I think PowerPivot is a great tool, but my PowerPivot file keeps crashing recently. 
When I try to update the dataset, I get the following message:

"The operation has been cancelled because there is not enough memory available for the application. If using a 32-bit version of the product, consider upgrading to the 64-bit version or increasing the amount of memory available on the machine."

My PC is loaded with 16GB memory, so I doubt that my PC memory is low in comparison to a standard PC.  Also, although my Excel and PowerPivot are 32-bit versions, the file which currently keeps crashing is only 3400 KB, so I don't think that my file can be described as heavy.  

I'd appreciate your insight into this problem. 

Thank you for your help!


----------



## Jacob Barnett (Jan 4, 2014)

Hi, your issue is that 32bit can only use just over 1GB of your RAM so the vast majority just sits there idle.
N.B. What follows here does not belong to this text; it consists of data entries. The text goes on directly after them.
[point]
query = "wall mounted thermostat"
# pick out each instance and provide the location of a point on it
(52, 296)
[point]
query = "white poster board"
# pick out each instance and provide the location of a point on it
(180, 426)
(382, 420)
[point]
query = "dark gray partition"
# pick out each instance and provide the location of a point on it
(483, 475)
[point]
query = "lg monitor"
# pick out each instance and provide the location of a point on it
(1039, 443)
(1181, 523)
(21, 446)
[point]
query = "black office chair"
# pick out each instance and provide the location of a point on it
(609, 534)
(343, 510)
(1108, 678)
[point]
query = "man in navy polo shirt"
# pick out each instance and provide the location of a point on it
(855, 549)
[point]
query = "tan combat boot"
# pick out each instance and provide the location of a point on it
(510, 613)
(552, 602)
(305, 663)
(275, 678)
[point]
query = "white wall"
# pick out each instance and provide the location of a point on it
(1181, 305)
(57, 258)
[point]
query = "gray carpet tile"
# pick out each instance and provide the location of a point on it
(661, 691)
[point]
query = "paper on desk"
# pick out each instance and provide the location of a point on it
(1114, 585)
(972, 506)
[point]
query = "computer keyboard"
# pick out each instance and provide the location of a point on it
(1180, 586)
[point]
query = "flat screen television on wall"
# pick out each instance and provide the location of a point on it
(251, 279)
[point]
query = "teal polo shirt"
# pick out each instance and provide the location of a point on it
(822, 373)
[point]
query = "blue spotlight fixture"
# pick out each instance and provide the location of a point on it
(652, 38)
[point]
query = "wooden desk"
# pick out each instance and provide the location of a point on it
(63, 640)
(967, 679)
On 64bit it can, and will, use as much RAM as you've got.
Jacob


----------



## Mrs_PowerPivotExcel (Jan 4, 2014)

Thanks Jacob. My PC is work PC and I don't have the Microsoft CD ROM, so don't know how I can install 64-bit excel. I googled installing 64-bit Excel, but I got nowhere where I can download off the internet like PowerPivot. Also, there are some cons I've heard from Microsoft themselves for installing 64-bit Excel, like compatibility. Despite these cons they mention, I'd like to install 64-bit if it solves crashing problem.


----------



## masplin (Jan 5, 2014)

It's not the size of the wrokbook but the complexity of the calcualtions that determines the RAM usgae. Have a look at the task manager when it is calculating and i expect you will see it go up to 1GB before it crashes.  The way i got round this on a single machine was to install a virtual Machine on the same PC.  I used VM Player which basically allows you to instal another OS with a completely independent set of programs.   You have enough RAM to allocate maybe 8-10GB to the VM and keep the rest for your main OS (depending on how intensive the normal stuff you run is). You can change the allocation every time you start up so can experiment ot find the best balance.  You will need to install another copy of windows (hopefully you work have a volume licence) and a 64-bit OS and then you need a 64-bit version of Office. I would stongly suggest avoid any suggestion of using Excel 2013 as it is complete rubbish and I have reverted to using Excel 2010. You will need a second licence for office.

I have stuck with 32-bit office on my main pc for those compatabilty reasons, but I'm not sure I'm running anything that actually is a problem. I think you need ot have a 64-bit OS installed to run 64-bit office so you might need to check that if you decide to try just upgrading your main machine.

good luck

Mike


----------



## Mrs_PowerPivotExcel (Jan 5, 2014)

Dear Mike,

Thank you for your clear explanation for what was puzzling me.  It does make real sense!

Best regards,

Mrs_PowerPivotExcel


----------